En ambos escenarios, pero especialmente el último, la producción petrolera de Venezuela se desmoronaría a menos de 1MMBD (está en 1,9MMBD ahora) de lo cual el 70% lo usa en su mercado interno. Un default de Venezuela en sus compromisos internacionales es casi un hecho a menos que literalmente barran todas sus reservas internacionales, cosa que no es imposible en su esquema mental ni en el de Cuba, pero que creemos en EnergyNomics no sería aceptado por el bando militar, o por lo menos por el grueso de ellos ya que son ellos lo que tendrían que afrontar la explosión social que seguramente ocurrirá. El default en moneda dura de sus compromisos internos ha sido un hecho desde que el Presidente Maduro fue electo en el 2013, o antes.

Cuando un exportador es sancionado esto normalmente repercute en los precios del petróleo hacia arriba, y posiblemente los coloque sobre el marcador de $50 al menos temporalmente.

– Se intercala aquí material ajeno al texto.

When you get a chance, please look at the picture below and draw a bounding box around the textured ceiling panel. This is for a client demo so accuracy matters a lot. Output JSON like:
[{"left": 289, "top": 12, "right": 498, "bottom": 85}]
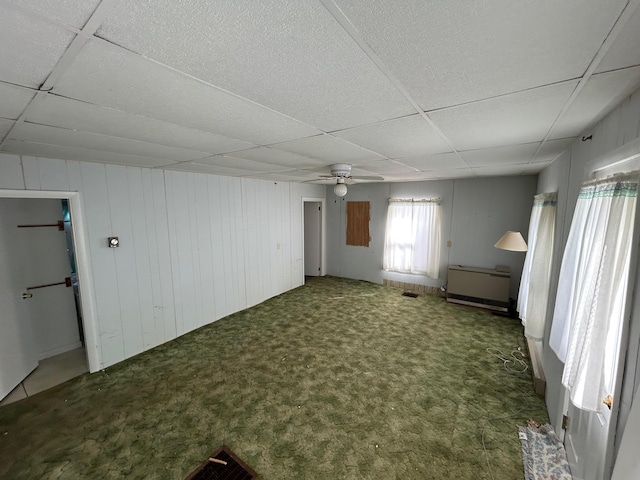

Pero al revés de otras experiencias, estas sanciones no le convendrán a Venezuela, y solo sufrirá sus consecuencias mucho más que cualquier importador por muestra extrema dependencia en 95% de nuestras importaciones, ahora casi todo, gracias al dogmatismo corrupto e irreversible del Chavismo. Solo cabe rogar que sea por poco tiempo.